Le Prix Nobel de la paix devrait être attribué à Kfir Bibas, plus jeune otage du monde

Des manifestants brandissent des portraits d'otages détenus par le Hamas dans la bande de Gaza tandis qu'une vidéo mettant en vedette Kfir Bibas, qui, avec sa mère Shiri et son frère Ariel, est toujours détenu en otage à Gaza, joue derrière eux lors d'une manifestation à Tel Aviv, en Israël, le samedi 18 janvier 2025. (Crédit : AP Photo/Ohad Zwigenberg)
Des manifestants brandissent des portraits d'otages détenus par le Hamas dans la bande de Gaza tandis qu'une vidéo mettant en vedette Kfir Bibas, qui, avec sa mère Shiri et son frère Ariel, est toujours détenu en otage à Gaza, joue derrière eux lors d'une manifestation à Tel Aviv, en Israël, le samedi 18 janvier 2025. (Crédit : AP Photo/Ohad Zwigenberg)

Le 13 février 2006, Ilan Halimi était retrouvé nu, tondu, bâillonné, menotté, défiguré, le corps brûlé et agonisant le long des voies ferrées du RER C. Parce que Juif, il est mort seul, après 24 jours de torture, sous l’indifférence de ceux qui auraient pu parler plus tôt. Dix-neuf ans plus tard, en 2025, l’impensable se reproduit. Le silence tue encore.

Le 7 octobre 2023, parce que Juif, Kfir Bibas, bébé de 9 mois, était enlevé par le Hamas avec sa famille et devenait le plus jeune otage du monde. Depuis 16 mois, lui et 75 autres otages vivent l’enfer, torturés, isolés, affamés, oubliés.

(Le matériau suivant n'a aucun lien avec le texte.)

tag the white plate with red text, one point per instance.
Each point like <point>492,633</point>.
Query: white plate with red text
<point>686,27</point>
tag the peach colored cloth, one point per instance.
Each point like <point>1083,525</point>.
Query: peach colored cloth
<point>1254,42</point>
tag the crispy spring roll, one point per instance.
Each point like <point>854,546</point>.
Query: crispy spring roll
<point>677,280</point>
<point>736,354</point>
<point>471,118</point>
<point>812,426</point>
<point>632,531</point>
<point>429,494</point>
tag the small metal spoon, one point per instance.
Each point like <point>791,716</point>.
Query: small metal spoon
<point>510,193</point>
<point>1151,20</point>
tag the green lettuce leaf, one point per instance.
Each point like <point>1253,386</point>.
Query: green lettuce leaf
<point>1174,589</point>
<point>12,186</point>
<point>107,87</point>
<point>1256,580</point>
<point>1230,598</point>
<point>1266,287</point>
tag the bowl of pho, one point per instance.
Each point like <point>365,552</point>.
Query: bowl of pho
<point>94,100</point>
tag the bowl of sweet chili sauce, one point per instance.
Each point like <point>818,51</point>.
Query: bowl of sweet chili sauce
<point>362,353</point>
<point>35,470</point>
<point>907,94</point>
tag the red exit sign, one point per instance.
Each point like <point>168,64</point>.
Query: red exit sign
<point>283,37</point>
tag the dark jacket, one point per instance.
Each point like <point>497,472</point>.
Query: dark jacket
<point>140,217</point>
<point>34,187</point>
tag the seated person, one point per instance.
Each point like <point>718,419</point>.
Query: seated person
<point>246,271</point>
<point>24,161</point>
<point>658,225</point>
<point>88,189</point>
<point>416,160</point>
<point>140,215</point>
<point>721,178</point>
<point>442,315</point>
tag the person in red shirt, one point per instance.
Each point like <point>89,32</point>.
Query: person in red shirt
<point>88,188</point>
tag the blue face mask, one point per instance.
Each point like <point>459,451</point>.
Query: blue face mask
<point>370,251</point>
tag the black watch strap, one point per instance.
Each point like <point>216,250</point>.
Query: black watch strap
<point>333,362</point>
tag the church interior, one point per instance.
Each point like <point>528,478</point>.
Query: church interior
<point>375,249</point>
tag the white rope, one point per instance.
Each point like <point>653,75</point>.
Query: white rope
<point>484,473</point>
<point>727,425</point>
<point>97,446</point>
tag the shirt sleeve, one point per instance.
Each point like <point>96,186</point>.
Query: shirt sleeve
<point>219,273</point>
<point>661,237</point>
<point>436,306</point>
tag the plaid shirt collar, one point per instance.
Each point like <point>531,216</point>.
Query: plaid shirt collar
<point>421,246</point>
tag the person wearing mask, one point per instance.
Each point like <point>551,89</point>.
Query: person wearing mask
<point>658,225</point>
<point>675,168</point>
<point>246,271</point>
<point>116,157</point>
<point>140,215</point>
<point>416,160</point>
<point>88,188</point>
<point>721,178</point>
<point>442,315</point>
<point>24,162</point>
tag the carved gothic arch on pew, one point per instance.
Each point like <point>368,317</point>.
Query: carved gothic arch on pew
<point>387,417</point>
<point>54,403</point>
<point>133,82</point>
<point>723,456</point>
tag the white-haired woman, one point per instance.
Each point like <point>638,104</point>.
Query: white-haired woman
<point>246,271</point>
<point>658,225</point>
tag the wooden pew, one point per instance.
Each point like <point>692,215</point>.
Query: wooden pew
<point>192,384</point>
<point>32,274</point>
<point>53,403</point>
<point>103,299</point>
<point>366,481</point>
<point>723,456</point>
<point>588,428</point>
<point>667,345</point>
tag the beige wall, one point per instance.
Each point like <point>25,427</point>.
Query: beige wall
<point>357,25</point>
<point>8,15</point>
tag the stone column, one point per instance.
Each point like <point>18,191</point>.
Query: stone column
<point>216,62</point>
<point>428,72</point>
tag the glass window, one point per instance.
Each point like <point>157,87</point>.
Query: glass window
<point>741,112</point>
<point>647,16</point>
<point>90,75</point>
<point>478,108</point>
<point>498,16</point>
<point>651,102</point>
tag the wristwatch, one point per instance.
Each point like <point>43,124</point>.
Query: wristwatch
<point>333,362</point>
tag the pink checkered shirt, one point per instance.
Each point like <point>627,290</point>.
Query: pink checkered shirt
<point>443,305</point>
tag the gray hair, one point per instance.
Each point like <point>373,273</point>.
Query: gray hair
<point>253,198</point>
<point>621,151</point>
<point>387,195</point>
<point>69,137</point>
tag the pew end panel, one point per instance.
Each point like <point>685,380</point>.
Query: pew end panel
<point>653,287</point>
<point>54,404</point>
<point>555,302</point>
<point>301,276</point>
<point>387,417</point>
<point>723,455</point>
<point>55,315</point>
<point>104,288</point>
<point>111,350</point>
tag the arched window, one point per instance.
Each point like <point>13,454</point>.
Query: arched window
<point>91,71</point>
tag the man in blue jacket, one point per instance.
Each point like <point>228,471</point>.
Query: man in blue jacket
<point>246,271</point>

L’indifférence d’hier a coûté la vie à Ilan Halimi. L’indifférence d’aujourd’hui condamne un bébé, Kfir Bibas, et les autres otages. Ne répétons pas l’histoire. Ne laissons plus l’oubli gagner.

Et pourtant, ce samedi 8 février 2025, l’histoire s’est répétée avec les bouleversantes images de la libération d’Or Levy, Ohad Munder et Eli Sharabi.

Ils sont vivants, mais dans un état qui rappelle tragiquement les rescapés des camps nazis. Amaigris, brisés, ils ont vécu l’enfer dans les tunnels de Gaza ou ailleurs. Et comme si cela ne suffisait pas, ils ont aussi perdu une partie de leur famille, assassinée par les monstres du Hamas.

Un choc, une colère, un cri d’alarme

Nous sommes sous le choc, révoltés par ces images insoutenables. Nous avions pourtant dit : « Plus jamais ça ! » Alors comment expliquer ce silence assourdissant d’une partie de nos médias et de nos politiques ? Où sont-ils ? Pourquoi cette passivité face à l’horreur ?

Des impacts de balles couvrent le mur de la chambre de l’otage Ariel Bibas, 5 ans, dans le kibboutz Nir Oz, en Israël, le vendredi 21 juin 2024. Ariel a été kidnappé le 7 octobre avec son petit frère, Kfir, aujourd’hui âgé deux ans, sa mère, Shiri, et son père, Yarden. (Crédit : AP Photo/Oded Balilty)

Il reste 76 otages encore détenus ou portés disparus. Dont un Français, Ohad Yahalomi, ainsi que deux enfants, Kfir Bibas (2 ans), Ariel Bibas (5 ans), ainsi que leur mère, Shiri Bibas. Yarden Bibas ayant été libéré seul, sans sa famille, la semaine dernière, en disant :

La lumière de ma vie est toujours à Gaza.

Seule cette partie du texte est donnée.